Sonos is one of the world's leading brands in the global audio market. Like many other companies, Sonos faced challenges in fiscal years 2022 and 2023 due to factors that will be discussed later in the analysis. Nonetheless, Sonos has an interesting business model, and the management is convinced that the company will continue to grow. Is the decrease in Sonos' share price an indication that it is now a good investment?
This is not a financial advice. I am not a financial advisor and I only do these posts in order to do my own analysis and elaborate about my decisions, especially for my copiers and followers. If you consider investing in any of the ideas I present, you should do your own research or contact a professional financial advisor, as all investing comes with a risk of losing money. You are also more than welcome to copy me.
This analysis will be a bit different from what you are used to reading on my blog. Sonos conducted their IPO in August 2018, which means I do not have access to historical financial data predating that event. So, instead of applying the principles I learned from my Phil Town workshop, I now use the principles I learned from the GOAT academy. I should also mention that most of the numbers I use in this analysis are from Finbox, which I believe is a great tool for easily obtaining the numbers you need from various companies.
For full disclosure, I should start by mentioning that at the time of writing this analysis, I do not own any shares of Sonos. If you would like to view the stocks in my portfolio or copy my portfolio, you can do so on eToro. Instructions on how to do so can be found here. I don't own any stocks in Sonos' competitors either. Thus, I have no personal stake in Sonoss. If you want to purchase shares or fractional shares of Sonos, you can do so through eToro. eToro is a highly user-friendly platform that allows you to get started on investing with as little as $100.
Sonos is an American company that develops and manufactures audio products, best known for its multi-room audio systems. The company was founded in 2002. Sonos has an intriguing business model in which they refer to the Sonos Flywheel. The flywheel concept means that once Sonos acquires new customers, which they refer to as households, these households do two things. Firstly, households typically acquire more products for their homes. In fiscal year 2023, the average household had 3,05 products, an increase from 2,98 in fiscal year 2022. The second reason is that they become advocates for Sonos' products, which helps Sonos acquire new customers. This is evident from the fact that word of mouth is one of the top contributors to Sonos' household growth. Sonos generates revenue from sales of its speaker products, such as wireless speakers and home theater speakers, as well as from its system products, which mainly consist of component products. Additionally, Sonos earns revenue from partner products and other sources, including partnerships with IKEA and Sonance, third-party accessories, licensing, advertising, and subscription revenue from services like Sonos Radio HD and Sonos Pro. Sonos generates the majority of its revenue from the Americas, with approximately 63% of its revenue coming from this region. The United States contributes approximately 59% of the total revenue. The EMEA region contributes approximately 31% of the revenue, while the APAC region contributes approximately 6% of the revenue. Sonos has a brand moat, as evidenced by its ability to gain market share in fiscal 2023 despite competitors offering deep discounts throughout the year. This demonstrates Sonos's strong brand and loyal customer base.

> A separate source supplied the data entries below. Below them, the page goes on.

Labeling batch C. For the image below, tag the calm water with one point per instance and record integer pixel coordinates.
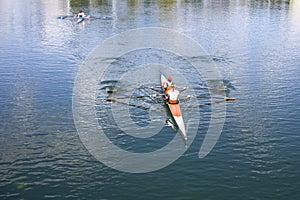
(256, 46)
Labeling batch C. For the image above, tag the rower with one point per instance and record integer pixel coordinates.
(167, 85)
(80, 14)
(172, 95)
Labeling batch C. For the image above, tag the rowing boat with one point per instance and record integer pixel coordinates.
(80, 19)
(175, 111)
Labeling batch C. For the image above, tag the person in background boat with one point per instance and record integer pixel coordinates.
(80, 14)
(167, 85)
(172, 95)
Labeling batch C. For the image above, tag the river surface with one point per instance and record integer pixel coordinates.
(254, 44)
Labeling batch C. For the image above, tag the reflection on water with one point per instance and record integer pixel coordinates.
(256, 46)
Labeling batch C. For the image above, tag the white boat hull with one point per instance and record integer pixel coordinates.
(176, 114)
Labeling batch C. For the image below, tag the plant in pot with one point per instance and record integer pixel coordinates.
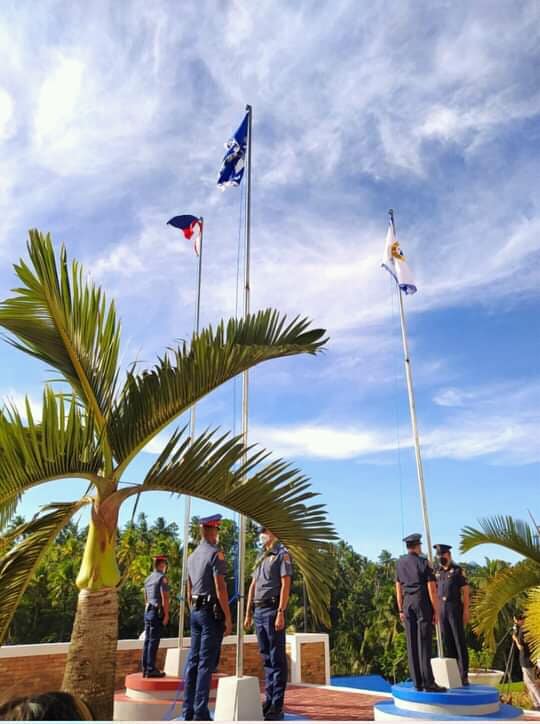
(480, 670)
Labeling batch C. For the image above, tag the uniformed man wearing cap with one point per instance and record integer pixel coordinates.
(156, 615)
(453, 593)
(416, 594)
(210, 618)
(268, 596)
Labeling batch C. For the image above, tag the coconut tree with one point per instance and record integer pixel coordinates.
(93, 426)
(519, 583)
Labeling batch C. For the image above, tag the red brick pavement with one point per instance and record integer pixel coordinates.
(319, 703)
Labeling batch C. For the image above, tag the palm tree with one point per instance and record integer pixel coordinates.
(96, 424)
(519, 583)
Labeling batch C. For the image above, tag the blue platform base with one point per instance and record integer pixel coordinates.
(467, 702)
(388, 710)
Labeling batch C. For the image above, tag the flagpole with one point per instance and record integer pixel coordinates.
(245, 420)
(416, 437)
(187, 498)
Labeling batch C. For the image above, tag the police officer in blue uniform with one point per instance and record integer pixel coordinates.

Their CEO is Patrick Spence. He joined Sonos as the Chief Commercial Officer (CCO) in 2012 and was appointed as the Chief Executive Officer (CEO) in 2017. Before joining Sonos, Patrick Spence held various positions at RIM/BlackBerry. He holds an Honors Degree in Business Administration from the Richard Ivey School of Business at the University of Western Ontario in Canada. Since assuming the role of CEO at Sonos, the company has experienced tremendous growth. Sonos has transitioned from solely offering hardware products to also monetizing services, such as Sonos Radio HD. He has described great leadership as not being involved in everything, but instead having the right people in the right places. He also tried to lead by example, as demonstrated during the pandemic when he took a 20% pay cut, which he later extended. He has also been outspoken about his concern regarding the dominance of companies such as Google and Apple, which he believes is stifling competition and suppressing new ideas. He has previously been recognized as one of Canada's top 40 under 40, a program that honors exceptional achievers, visionaries, and innovators in Canadian business. He also seems to be well-liked by the employees, as evidenced by his 84-employee rating at Comparably, which ranks him in the top 5% of CEOs in businesses of similar size. Additionally, he has received positive reviews on Glassdoor. Based on his leadership, experience, and innovation, I am confident that Patrick Spence is the right person to lead Sonos in the right direction.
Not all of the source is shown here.